Specs: The official minimum for Windows 10 is only 2GB of RAM, but minimum specs for new software and games obviously increase over time. That doesn’t explain the current prices outright, but along with the arrival of DDR4, it does explain why anyone bothers to buy new RAM at all. DDR3 sticks aren’t compatible with modern motherboards or CPUs, which creates demand for new memory -- whether customers want it or not. With DDR3, one could reliably transition between architectures and reuse memory, which is a luxury lost in the past few years.
Mobile devices: Smartphones don’t individually carry much memory, but they make up for it in sheer quantity. Samsung’s Galaxy S4 launched with 2GB of RAM in August 2013, and within six months had sold 40 million units. The iPhone 6 and 6+ launched a year later and have sold more than 220 million units combined. In the first quarter of 2017, 380 million smartphones were sold. 1Q17 PC sales were 62.2 million, and DIY PCs are still a tiny minority compared to the prebuilt market.

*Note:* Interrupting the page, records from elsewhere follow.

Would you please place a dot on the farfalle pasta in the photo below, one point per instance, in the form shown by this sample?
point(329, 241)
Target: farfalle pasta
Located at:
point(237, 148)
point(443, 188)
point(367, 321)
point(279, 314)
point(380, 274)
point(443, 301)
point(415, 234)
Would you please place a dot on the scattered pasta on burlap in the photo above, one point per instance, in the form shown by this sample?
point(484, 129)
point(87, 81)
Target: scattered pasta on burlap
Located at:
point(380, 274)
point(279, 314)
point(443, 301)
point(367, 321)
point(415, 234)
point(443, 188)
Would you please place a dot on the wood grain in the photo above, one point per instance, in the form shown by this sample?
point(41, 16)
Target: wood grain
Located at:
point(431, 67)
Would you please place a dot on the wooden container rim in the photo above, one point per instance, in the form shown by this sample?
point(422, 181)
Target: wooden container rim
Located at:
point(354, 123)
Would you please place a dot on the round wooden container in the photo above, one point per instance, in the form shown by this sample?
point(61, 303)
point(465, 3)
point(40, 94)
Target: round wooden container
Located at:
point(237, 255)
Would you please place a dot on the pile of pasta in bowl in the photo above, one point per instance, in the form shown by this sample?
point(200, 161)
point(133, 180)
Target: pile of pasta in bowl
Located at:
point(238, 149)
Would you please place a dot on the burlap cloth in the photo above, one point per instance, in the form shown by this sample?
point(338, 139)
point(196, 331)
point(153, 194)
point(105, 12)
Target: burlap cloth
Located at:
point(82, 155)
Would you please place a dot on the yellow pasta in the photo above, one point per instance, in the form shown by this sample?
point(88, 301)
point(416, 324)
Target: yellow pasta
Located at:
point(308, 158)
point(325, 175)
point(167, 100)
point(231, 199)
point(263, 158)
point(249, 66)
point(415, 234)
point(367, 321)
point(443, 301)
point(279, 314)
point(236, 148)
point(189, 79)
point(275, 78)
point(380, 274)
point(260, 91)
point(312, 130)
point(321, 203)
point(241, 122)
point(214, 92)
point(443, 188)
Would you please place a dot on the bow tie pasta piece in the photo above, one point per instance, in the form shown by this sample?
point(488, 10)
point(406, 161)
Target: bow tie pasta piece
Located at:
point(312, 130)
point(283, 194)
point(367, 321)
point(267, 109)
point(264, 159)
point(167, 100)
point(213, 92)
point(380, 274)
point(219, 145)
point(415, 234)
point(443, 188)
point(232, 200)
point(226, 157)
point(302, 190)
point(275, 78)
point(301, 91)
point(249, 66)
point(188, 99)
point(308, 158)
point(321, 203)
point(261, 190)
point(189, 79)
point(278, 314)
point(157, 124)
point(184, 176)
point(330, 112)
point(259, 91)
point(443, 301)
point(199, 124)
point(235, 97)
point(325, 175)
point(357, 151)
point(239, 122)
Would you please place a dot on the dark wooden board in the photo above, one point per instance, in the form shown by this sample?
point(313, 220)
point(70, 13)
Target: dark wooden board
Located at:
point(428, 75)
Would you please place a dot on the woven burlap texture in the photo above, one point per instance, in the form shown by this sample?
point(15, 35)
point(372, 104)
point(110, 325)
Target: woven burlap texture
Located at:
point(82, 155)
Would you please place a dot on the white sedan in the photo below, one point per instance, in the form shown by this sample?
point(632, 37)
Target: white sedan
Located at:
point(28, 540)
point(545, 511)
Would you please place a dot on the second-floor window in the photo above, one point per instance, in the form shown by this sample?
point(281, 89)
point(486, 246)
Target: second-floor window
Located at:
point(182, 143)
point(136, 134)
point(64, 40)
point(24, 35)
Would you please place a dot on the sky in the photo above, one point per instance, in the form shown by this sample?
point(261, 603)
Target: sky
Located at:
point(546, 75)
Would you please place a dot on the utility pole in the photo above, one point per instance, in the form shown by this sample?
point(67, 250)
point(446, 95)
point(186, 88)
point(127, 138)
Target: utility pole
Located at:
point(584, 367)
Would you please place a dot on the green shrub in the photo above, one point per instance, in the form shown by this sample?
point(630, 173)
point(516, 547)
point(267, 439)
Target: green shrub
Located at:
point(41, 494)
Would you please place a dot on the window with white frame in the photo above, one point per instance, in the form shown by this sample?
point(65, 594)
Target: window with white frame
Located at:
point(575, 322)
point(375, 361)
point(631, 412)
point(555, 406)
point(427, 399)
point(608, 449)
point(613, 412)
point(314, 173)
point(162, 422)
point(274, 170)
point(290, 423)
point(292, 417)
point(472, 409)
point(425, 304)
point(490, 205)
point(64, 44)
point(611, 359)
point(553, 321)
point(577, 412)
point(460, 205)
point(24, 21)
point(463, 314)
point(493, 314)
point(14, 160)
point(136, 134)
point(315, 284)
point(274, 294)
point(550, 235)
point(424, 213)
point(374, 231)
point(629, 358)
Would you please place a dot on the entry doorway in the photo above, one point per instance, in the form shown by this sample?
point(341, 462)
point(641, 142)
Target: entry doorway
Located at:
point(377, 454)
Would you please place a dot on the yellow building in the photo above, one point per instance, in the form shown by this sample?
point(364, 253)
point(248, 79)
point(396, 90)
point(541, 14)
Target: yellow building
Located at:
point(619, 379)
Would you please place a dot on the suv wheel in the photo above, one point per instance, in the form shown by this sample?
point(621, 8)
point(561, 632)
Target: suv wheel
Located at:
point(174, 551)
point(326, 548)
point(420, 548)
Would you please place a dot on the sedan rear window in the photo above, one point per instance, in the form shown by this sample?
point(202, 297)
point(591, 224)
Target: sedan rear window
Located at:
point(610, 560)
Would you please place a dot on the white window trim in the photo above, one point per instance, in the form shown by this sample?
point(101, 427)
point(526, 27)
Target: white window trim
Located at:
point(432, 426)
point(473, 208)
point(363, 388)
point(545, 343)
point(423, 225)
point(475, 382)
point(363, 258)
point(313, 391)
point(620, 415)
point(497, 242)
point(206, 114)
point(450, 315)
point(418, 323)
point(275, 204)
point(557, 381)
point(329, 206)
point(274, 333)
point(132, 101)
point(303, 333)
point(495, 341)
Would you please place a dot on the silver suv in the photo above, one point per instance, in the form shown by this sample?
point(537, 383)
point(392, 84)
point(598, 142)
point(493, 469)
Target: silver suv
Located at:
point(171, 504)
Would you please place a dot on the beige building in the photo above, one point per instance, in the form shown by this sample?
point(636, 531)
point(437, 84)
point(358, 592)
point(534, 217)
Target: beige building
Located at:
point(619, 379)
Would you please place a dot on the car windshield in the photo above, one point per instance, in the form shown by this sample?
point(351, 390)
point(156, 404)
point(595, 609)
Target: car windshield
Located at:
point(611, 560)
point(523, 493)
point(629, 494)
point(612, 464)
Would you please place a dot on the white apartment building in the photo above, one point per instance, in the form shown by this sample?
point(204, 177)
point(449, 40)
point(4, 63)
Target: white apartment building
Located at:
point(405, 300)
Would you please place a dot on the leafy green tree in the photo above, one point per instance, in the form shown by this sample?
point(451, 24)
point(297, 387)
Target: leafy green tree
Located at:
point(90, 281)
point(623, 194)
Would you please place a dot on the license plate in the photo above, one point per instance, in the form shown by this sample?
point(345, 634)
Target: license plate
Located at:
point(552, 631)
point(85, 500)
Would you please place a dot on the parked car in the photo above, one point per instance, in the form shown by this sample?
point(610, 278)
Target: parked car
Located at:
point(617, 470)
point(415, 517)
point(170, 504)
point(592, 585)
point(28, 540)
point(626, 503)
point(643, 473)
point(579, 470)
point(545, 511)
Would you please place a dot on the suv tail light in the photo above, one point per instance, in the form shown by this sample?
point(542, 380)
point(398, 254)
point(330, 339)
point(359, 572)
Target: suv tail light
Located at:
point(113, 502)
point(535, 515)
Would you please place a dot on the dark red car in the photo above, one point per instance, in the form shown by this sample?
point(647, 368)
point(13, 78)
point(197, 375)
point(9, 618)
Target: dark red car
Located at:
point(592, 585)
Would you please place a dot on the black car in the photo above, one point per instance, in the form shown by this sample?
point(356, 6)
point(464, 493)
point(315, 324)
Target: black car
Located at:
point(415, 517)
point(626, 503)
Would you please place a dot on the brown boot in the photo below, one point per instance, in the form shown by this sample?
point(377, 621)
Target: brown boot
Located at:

The number of devices that require memory (servers) or divert manufacturing capacity away from DDR4 sticks entirely (smartphones) is rising even as the PC market declines (excluding gaming PCs).
Forecast for 2018
Again, we’re not here to make market predictions -- we don’t have a crystal ball -- but the longish-term graphs provided by PCPartPicker make the current DRAM price debacle seem like a (large) peak in a normal cycle. If things shake out the way they did in 2013 and 2014, 2018 will be a year of steady prices, followed by a decline in 2019. Hynix and Micron stock has loosely correlated with the price of DRAM over the past few years, and keeping an eye out for them in financial news should give a general idea of where prices are headed. It’s always possible that the bottom will fall out of the market and end the boom early, but RAM sticks probably aren’t going to become much cheaper this year.